One of the most successful God experts of the 1980s was televangelist Jim Bakker, whose empire included a giant amusement park that avoided paying taxes as a “church.” The conventional wisdom has always been that Bakker was brought down by his paramour, Jessica Hahn, to whom he paid hush money—but not in amounts large enough to keep her from revealing everything (in more ways than one) in Playboy magazine. The ensuing investigation turned up the unpleasant fact that Bakker had sold in advance far more timeshare units in a condo he was building than he actually had units available. He wound up being sentenced to eighteen years in prison (though he was paroled after only five).
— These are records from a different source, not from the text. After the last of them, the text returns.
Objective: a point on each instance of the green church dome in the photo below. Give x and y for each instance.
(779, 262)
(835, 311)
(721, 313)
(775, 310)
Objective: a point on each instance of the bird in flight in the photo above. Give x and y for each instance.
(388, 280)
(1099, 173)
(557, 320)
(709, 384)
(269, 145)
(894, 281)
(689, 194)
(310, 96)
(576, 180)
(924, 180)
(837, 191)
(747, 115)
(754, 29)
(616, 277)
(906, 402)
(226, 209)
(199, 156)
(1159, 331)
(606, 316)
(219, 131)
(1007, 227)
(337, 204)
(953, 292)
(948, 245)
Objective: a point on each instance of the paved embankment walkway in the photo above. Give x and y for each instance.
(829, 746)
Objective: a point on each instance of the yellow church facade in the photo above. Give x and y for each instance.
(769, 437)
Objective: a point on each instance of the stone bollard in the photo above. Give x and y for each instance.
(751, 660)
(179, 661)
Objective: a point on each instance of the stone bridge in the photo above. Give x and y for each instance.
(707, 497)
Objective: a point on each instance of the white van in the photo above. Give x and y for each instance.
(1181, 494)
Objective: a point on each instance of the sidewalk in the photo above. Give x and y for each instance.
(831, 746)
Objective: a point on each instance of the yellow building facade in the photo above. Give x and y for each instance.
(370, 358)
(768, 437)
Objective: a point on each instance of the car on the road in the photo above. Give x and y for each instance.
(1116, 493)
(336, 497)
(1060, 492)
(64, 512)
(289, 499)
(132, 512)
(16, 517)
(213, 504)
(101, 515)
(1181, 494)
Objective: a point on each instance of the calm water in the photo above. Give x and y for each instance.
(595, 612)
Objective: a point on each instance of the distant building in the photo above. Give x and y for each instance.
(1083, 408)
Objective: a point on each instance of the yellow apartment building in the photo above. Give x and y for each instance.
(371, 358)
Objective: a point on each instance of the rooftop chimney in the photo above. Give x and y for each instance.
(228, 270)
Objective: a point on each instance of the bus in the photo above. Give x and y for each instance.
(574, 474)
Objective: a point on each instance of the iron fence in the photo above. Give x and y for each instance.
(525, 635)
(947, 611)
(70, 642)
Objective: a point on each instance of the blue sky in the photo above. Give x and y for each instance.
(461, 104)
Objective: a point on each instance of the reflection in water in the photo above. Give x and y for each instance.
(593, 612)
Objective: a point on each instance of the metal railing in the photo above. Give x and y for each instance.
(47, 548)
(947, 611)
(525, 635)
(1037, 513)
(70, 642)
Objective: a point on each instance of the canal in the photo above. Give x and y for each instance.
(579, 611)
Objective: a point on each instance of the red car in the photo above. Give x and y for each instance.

He also apparently still owes the IRS several million dollars.
Bakker wrote a book in 1996 called I Was Wrong. But now it turns out that he may have been wrong about being wrong. He’s been back on television for a while now, selling freeze-dried food to survivalists. During one of his shows last month, he revealed a story someone had told him about a conversation that person had with a witch at the peak of Bakker’s televangelism career. “He was flying on an airplane and he sat next to this woman and they got to talking…. she said ‘I’m a witch,’ I mean that’s insane, but she was proud of it,” said Bakker. “She said ‘right now all the witches…they’re all agreeing they’re going to destroy the television ministries and we’re starting with Jim Bakker.…We are all praying—Praying!—to destroy him.’”
So now you know what really happened.
Maybe this also explains the rapid expansion of interest in exorcisms within the Catholic Church, from Pope Francis all the way down. I had thought it was just about getting fees for services—exorcists aren’t cheap, you know. But if the church is really trying to develop more internal expertise to protect its billions from the wiles of witches, then the whole picture begins to make more sense. Doesn’t it?